There have been few efforts to quantify the energy exchanges between SGLs, atmosphere and ice to calculate their effects on glacier ablation (Law et al., 2018), although Miles et al. (2016) find that ponds on a debris-covered mountain glacier input large amounts of energy to underlying ice. Therefore, it is proposed that ice-sheet ponds also act as a significant energy exchange surface inputting large amounts of energy to the ice.

This study aims to code a computationally efficient surface energy balance model (SEB) in Google Earth Engine Editor to quantify how much extra energy is absorbed by SGLs at the during 2019 melt season. The most prolific surface melt is associated with the Antarctic Peninsula, but several East Antarctic ice shelves experience upwards of 60 days/yr of melting (Bell et al., 2018).
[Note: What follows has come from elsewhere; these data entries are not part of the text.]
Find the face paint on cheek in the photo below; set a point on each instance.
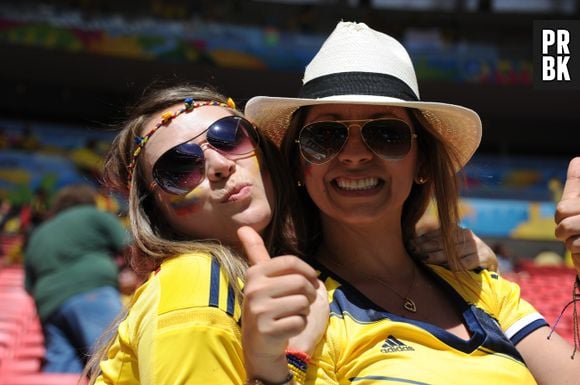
(187, 205)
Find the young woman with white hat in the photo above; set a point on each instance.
(368, 155)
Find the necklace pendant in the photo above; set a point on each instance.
(409, 305)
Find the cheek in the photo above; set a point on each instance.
(187, 205)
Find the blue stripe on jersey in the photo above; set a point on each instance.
(214, 284)
(390, 379)
(527, 330)
(484, 330)
(231, 301)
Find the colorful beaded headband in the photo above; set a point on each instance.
(166, 118)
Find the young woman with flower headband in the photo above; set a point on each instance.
(194, 171)
(368, 156)
(191, 168)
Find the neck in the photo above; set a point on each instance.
(377, 250)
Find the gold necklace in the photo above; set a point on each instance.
(408, 303)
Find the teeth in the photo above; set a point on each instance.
(357, 184)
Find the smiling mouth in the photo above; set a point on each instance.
(357, 184)
(239, 192)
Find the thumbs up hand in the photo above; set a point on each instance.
(283, 301)
(568, 213)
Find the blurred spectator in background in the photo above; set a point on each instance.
(72, 273)
(27, 141)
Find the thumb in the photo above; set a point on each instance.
(572, 186)
(253, 245)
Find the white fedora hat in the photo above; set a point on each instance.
(358, 65)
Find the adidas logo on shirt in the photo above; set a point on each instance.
(394, 345)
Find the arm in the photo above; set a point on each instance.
(568, 213)
(285, 307)
(190, 346)
(550, 360)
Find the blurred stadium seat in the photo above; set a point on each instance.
(21, 340)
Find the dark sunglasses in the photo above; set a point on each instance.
(182, 168)
(388, 138)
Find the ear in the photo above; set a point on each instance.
(421, 169)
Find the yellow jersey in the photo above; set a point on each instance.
(365, 344)
(182, 328)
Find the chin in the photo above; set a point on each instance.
(256, 218)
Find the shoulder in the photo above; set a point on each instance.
(474, 286)
(194, 281)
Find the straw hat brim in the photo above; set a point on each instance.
(459, 126)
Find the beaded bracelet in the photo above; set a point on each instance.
(256, 381)
(298, 364)
(575, 322)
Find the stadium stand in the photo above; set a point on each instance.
(21, 340)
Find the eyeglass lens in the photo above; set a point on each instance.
(182, 168)
(389, 139)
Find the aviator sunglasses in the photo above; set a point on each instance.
(388, 138)
(182, 168)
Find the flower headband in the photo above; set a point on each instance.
(166, 118)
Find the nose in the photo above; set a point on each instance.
(355, 150)
(218, 167)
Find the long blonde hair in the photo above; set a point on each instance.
(439, 161)
(154, 239)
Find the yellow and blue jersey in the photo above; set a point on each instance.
(182, 328)
(365, 344)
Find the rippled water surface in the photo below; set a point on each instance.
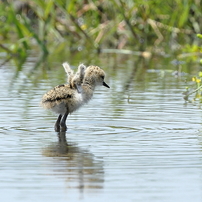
(140, 143)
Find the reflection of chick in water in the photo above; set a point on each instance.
(80, 166)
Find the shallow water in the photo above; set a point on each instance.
(136, 144)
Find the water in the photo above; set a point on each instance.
(136, 144)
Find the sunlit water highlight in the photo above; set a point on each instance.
(139, 144)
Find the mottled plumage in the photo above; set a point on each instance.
(63, 99)
(77, 79)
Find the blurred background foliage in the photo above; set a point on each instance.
(99, 25)
(46, 33)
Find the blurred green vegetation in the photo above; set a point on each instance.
(43, 25)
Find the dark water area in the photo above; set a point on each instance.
(137, 141)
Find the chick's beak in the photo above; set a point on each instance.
(104, 84)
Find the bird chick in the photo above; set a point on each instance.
(64, 100)
(69, 71)
(77, 79)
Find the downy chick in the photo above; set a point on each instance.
(77, 79)
(69, 71)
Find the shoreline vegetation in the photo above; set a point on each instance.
(137, 27)
(63, 28)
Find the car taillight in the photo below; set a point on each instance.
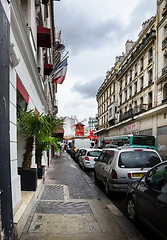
(114, 174)
(129, 175)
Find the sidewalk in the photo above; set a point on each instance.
(71, 207)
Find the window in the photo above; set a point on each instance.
(165, 92)
(93, 153)
(126, 79)
(141, 83)
(108, 157)
(135, 90)
(141, 64)
(135, 69)
(157, 178)
(130, 91)
(150, 55)
(162, 131)
(131, 75)
(125, 95)
(138, 159)
(150, 73)
(120, 85)
(121, 99)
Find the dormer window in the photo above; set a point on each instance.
(150, 55)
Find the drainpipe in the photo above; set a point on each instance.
(6, 213)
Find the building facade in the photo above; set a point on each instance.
(132, 98)
(32, 55)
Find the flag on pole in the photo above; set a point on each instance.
(59, 73)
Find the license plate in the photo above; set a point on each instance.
(137, 174)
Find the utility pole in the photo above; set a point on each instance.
(6, 214)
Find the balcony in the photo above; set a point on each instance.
(48, 68)
(164, 100)
(149, 105)
(143, 107)
(150, 60)
(150, 82)
(164, 71)
(164, 11)
(136, 109)
(43, 37)
(55, 106)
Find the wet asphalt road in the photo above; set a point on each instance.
(118, 199)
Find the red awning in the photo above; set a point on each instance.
(22, 91)
(48, 68)
(43, 37)
(61, 130)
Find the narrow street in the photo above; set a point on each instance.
(71, 206)
(118, 199)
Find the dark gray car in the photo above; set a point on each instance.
(147, 200)
(117, 167)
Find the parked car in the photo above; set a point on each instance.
(86, 160)
(117, 167)
(146, 200)
(78, 153)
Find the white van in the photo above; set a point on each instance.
(80, 143)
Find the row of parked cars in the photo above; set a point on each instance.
(141, 173)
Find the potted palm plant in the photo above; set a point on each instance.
(40, 128)
(28, 124)
(41, 146)
(44, 139)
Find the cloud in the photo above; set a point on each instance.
(94, 32)
(88, 89)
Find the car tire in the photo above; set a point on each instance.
(95, 177)
(107, 190)
(131, 210)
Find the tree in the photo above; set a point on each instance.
(36, 126)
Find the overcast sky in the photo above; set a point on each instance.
(94, 32)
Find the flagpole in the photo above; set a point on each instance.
(57, 66)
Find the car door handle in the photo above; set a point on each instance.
(159, 204)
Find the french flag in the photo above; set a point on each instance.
(60, 72)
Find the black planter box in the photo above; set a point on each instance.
(41, 172)
(28, 179)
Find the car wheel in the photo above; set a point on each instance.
(95, 177)
(131, 210)
(83, 167)
(107, 190)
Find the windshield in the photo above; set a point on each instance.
(93, 153)
(144, 140)
(138, 159)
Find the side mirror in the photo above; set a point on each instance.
(143, 182)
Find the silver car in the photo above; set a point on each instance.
(86, 160)
(117, 167)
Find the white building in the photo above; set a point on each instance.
(27, 31)
(133, 96)
(69, 128)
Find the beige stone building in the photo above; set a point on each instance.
(133, 96)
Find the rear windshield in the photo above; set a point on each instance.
(138, 159)
(144, 140)
(93, 153)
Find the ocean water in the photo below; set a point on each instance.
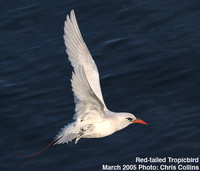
(148, 57)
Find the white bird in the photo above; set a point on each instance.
(92, 118)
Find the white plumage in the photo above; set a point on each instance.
(92, 119)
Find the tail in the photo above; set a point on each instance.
(67, 134)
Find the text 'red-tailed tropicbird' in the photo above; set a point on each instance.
(92, 118)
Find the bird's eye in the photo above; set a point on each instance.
(130, 119)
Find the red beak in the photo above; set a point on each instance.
(139, 121)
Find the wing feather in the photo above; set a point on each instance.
(79, 55)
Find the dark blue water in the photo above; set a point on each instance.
(148, 57)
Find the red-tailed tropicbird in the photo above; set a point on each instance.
(92, 118)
Near-grounding line negative mass balance of the Nivlisen Ice Shelf (70 ^∘S, 12 ^∘E) in central Dronning Maud Land, East Antarctica, is sufficient to form SGLs and will be used to test SEB accuracy.

The one-dimensional numerical energy-balance SGL model GlacierLake, developed by Law et al. (2018), will be implemented in Google Earth Engine to code for surface energy exchanges. GlacierLake is most sensitive to the proportion of shortwave radiation absorbed at the surface which indicates that it is responsive to surface energy fluxes and is useful for the purposes of this study. A variety of methods, including NDWI and Principle Components Analysis, will be evaluated for use to classify lake and slush extents.

Given that it takes 3.4 x 10⁵ J/kg of latent heat to melt ice at 0 °C, the volume of liquid water on the Nivlisen ice shelf implies how much atmospheric energy has been transferred to the ice shelf. The modelled quantification of extra energy absorbed by lakes will be compared to the observed water volume on the Nivlisen Ice Shelf to test model accuracy.

Whilst this study will focus on the Nivlisen Ice Shelf, the SEB model may be applied at pan-Antarctic scales to calculate the ice-sheet wide extra energy absorbed by surface meltwater pooling. A precise quantification of the present impact of energy absorption by lakes on mass balance and dynamics provides a baseline to gauge how meltwater contribution could evolve under atmospheric warming.